STAND IN YOUR POWER: Amplify: East, one year later


I felt called to start Amplify: East in late 2017.  #MeToo was at its height and I was tired of being a bystander.  Over the last decade, I’ve tried to stand up for gender inequity in small ways - whether at the frisbee field, or in the workplace - whether trying to make a joke of the ‘man-maker’ workout at the gym (!) or the comments that I couldn’t be good at math or science since I happened to be a woman (haha, seriously?).  Tiring at times, though I always try to remember that everyone is doing their best. And I sincerely believe that.

Good things often come out of frustration. Anais Nin said it better than I ever could, “[a]nd the day came when the risk to remain tight in a bud was more painful than the risk it took to blossom”.  I joke that 2018 was the year ‘I came out as a feminist’. The majority of my friends, family and network all knew I was a feminist, though at first, taking the risk to blossom into standing for what I believe in a more public way felt very scary. It felt scary because of the potential backlash.  

But the tides are changing, my friends - and they’re changing fast.  

Instead of a backlash, I was met with an overwhelmingly positive response.  Women saying they’ve been waiting to hear the stories of other women - and not just women in the spotlight, women in their communities, women working alongside of them.  Men saying they’ve been looking for ways to be an ally and wondering how they could nominate the women in their lives. People taking the time to share with me their ideas on where we could go with this initiative.

I tried really hard to set up Amplify: East so that it wasn’t dependent on me.  I crowdsourced questions from my network as to what they’d want to hear from other women in interviews.  The stories you see are all from nominations - women and men nominating women that have inspired them in all kinds of ways.  Yes, I nominated some of them in the early days, though I never wanted it to be only from my network.

Amplify: East has really ‘filled my bucket’ - from all of the stories that you see on the site (over 100 and counting), to all of the nominations texts that you haven’t seen.  Honestly, they are AMAZING. The words that people put together to nominate women in our communities is truly awe-inspiring.

In the fall of 2018, I started getting REALLY busy - I know, a word with a lot of baggage, though it feels like the right word here.  The busy-ness caused me to ask: how could I keep this going but not be the one driving it? It led me to reaching out to my network to see if I could find someone to help me keep Amplify: East going.  Through that, Amplify: East found Liesl Mulholland, who I met years ago through a leadership development program called 21inc.

Liesl is now driving Amplify: East.
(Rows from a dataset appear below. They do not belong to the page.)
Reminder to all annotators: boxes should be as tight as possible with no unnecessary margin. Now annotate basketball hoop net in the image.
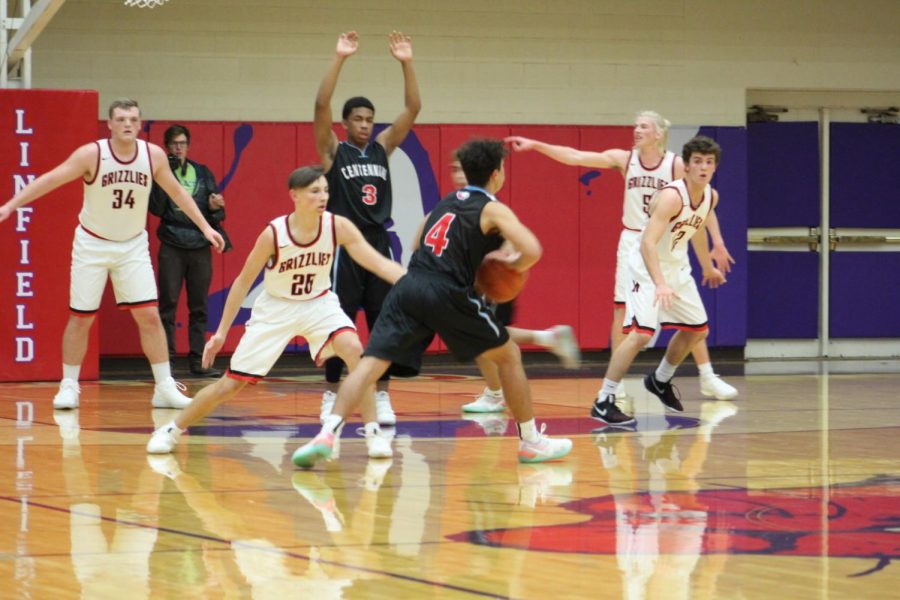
[125,0,169,8]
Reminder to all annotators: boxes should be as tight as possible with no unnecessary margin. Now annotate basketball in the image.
[475,256,528,303]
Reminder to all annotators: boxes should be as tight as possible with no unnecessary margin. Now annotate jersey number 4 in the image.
[113,190,134,213]
[422,213,456,256]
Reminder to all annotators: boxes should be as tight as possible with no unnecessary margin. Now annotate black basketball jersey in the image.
[409,187,503,287]
[325,142,391,229]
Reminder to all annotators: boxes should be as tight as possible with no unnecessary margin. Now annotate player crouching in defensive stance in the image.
[147,167,406,458]
[591,135,725,426]
[292,140,572,468]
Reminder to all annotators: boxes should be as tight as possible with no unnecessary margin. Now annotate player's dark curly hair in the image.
[681,135,722,165]
[341,96,375,121]
[288,165,325,190]
[455,138,507,187]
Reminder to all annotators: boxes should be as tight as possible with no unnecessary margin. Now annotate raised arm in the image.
[481,202,543,271]
[641,188,681,308]
[203,227,275,369]
[313,31,359,172]
[0,144,100,222]
[148,144,225,252]
[375,31,422,155]
[334,215,406,284]
[504,135,629,173]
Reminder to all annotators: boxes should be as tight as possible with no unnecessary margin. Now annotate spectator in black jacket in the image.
[150,125,231,377]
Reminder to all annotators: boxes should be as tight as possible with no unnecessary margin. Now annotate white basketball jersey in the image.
[78,140,153,242]
[622,150,675,231]
[657,179,712,263]
[263,212,337,300]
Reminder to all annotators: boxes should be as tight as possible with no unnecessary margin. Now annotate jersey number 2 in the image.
[362,183,378,206]
[422,213,456,256]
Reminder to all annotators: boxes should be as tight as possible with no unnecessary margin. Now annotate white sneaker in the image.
[462,388,506,413]
[147,454,181,481]
[375,391,397,425]
[356,427,395,458]
[550,325,581,369]
[319,390,337,423]
[151,377,191,408]
[700,373,737,400]
[53,379,81,410]
[519,423,572,463]
[147,423,181,454]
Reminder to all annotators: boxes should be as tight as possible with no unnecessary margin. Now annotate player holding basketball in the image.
[313,31,422,425]
[0,98,225,409]
[507,111,738,400]
[591,135,725,425]
[450,152,581,414]
[293,140,572,467]
[147,167,406,458]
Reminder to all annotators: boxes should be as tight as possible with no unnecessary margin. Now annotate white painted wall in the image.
[17,0,900,125]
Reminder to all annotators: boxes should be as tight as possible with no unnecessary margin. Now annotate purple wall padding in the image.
[830,123,900,227]
[747,123,820,227]
[829,252,900,338]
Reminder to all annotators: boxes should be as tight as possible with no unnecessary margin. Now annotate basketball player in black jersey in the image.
[313,31,422,425]
[293,140,572,468]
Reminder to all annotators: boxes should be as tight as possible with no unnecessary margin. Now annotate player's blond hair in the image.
[635,110,672,152]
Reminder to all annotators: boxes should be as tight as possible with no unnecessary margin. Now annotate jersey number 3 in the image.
[362,183,378,206]
[422,213,456,256]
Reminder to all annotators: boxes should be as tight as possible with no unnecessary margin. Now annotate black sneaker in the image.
[644,373,684,412]
[591,395,634,426]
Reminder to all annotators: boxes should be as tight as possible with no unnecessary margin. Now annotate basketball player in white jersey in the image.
[0,98,224,409]
[147,167,406,458]
[507,111,738,400]
[591,135,725,425]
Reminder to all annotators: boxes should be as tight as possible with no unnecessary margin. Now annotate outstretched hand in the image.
[335,31,359,57]
[388,31,412,62]
[503,135,534,152]
[201,333,225,369]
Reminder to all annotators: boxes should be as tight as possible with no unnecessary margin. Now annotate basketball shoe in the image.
[591,394,635,428]
[150,377,191,408]
[53,379,81,410]
[462,388,506,413]
[519,423,572,463]
[356,427,396,458]
[291,431,335,469]
[319,390,337,423]
[147,421,181,454]
[700,373,737,400]
[550,325,581,369]
[644,373,684,412]
[375,390,397,425]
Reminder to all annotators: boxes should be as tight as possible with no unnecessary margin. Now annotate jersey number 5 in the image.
[362,183,378,206]
[422,213,456,256]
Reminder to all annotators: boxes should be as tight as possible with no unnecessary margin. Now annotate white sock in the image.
[63,363,81,381]
[655,356,678,383]
[150,361,172,383]
[162,421,184,437]
[516,419,540,442]
[322,413,344,433]
[533,329,556,348]
[599,379,619,402]
[697,363,715,379]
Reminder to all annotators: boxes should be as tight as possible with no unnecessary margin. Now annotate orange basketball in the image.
[475,256,528,303]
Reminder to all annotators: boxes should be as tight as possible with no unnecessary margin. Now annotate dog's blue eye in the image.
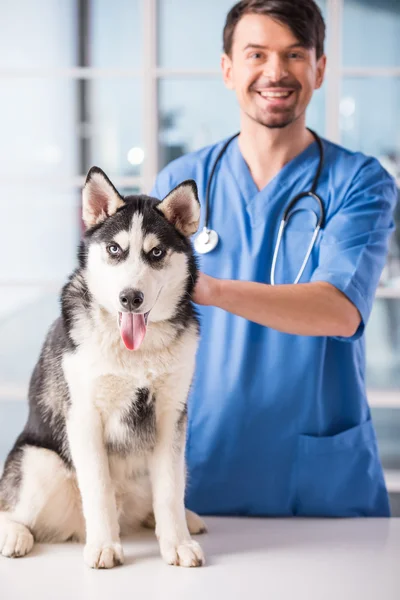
[151,248,164,258]
[107,244,121,256]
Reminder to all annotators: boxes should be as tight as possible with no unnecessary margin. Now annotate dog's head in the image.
[80,167,200,350]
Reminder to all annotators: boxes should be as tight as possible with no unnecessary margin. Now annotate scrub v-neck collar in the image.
[226,138,319,218]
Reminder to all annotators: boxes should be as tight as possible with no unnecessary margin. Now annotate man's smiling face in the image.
[222,14,326,128]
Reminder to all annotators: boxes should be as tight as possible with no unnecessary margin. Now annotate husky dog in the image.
[0,167,205,568]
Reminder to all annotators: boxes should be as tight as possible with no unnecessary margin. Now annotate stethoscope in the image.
[194,129,325,285]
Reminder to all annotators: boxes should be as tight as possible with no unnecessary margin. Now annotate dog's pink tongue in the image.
[121,313,146,350]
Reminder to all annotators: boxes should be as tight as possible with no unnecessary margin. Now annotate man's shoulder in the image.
[153,139,231,196]
[322,139,394,182]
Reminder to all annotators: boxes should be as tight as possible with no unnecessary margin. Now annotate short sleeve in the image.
[311,159,397,341]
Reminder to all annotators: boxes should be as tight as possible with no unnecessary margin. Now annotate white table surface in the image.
[0,517,400,600]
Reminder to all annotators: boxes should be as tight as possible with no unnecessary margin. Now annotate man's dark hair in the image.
[223,0,325,59]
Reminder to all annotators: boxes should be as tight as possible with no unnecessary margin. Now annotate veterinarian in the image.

Working with Liesl has been a breath of fresh air.  She brings an entirely new perspective and I’m so grateful to have her leading this, with me in the backseat.  Recently, Liesl and I started talking about how Amplify: East ‘looks’ and how we can bring more diversity to the table.  

I never wanted Amplify: East to only ‘look’ like me because it was always about hearing from people who are under-represented - specifically, women.  Just because we don’t hear about certain groups, doesn’t mean there aren’t people who are doing truly AMAZING things - they’re just flying under the radar…. And we NEED to hear from the people we’re not hearing from yet.  We need it especially in Atlantic Canada.

Amplify: East does look a lot like me.  I’m an educated woman with white skin. I feel a deep need to ensure that Amplify: East tells the stories not only of people who look like me - I know there’s a deep, deep hunger out there for a real diversity of perspectives.  And yes, I know that diversity isn’t just in the way people look - I’m white, I’m tall, and I’m educated - traits that give me some power in the world. Though I’m also a second-generation Canadian and the first person in my family to go to university - both things you can’t see about me that have had some unique challenges to navigate along my journey.  I also know all of the people featured on the site so far have had both opportunities AND challenges, regardless of what they look like.

But the truth is that there are power structures designed to keep things the way they are.  Whether intentional or not, these power structures can’t change without an acknowledgement that they’re there.  And that they can change. That’s what Amplify: East is about - hearing from people that we aren’t hearing enough from.

The amplifications of voices is not equitable in 2019.  And WE NEED to hear from different types of voices.

What can you do?  Nominate a diversity of women to tell their stories.  And if someone nominates YOU, accept it. I’ve heard from a lot of women that they believe they haven’t yet earned it.  I’d like for you to know that if someone nominates you, you have EARNED it. If someone took the time out of their day to nominate you as an inspiring woman, I’m pretty sure you’ve earned it about a million times over.  In fact, I guarantee it.

People deserve to hear your story, and learn from it.  I know I’ve taken a lesson away from every single story I’ve read on the site.  

My ask is that if someone tells you you’re inspiring - whether on Amplify: East or somewhere else - is to say ‘thank you’ and OWN IT.  The world needs more women owning their power. Beyoncé said, ‘no one gives you power, you have to take it’.  Take your power and own it. I look forward to standing alongside you.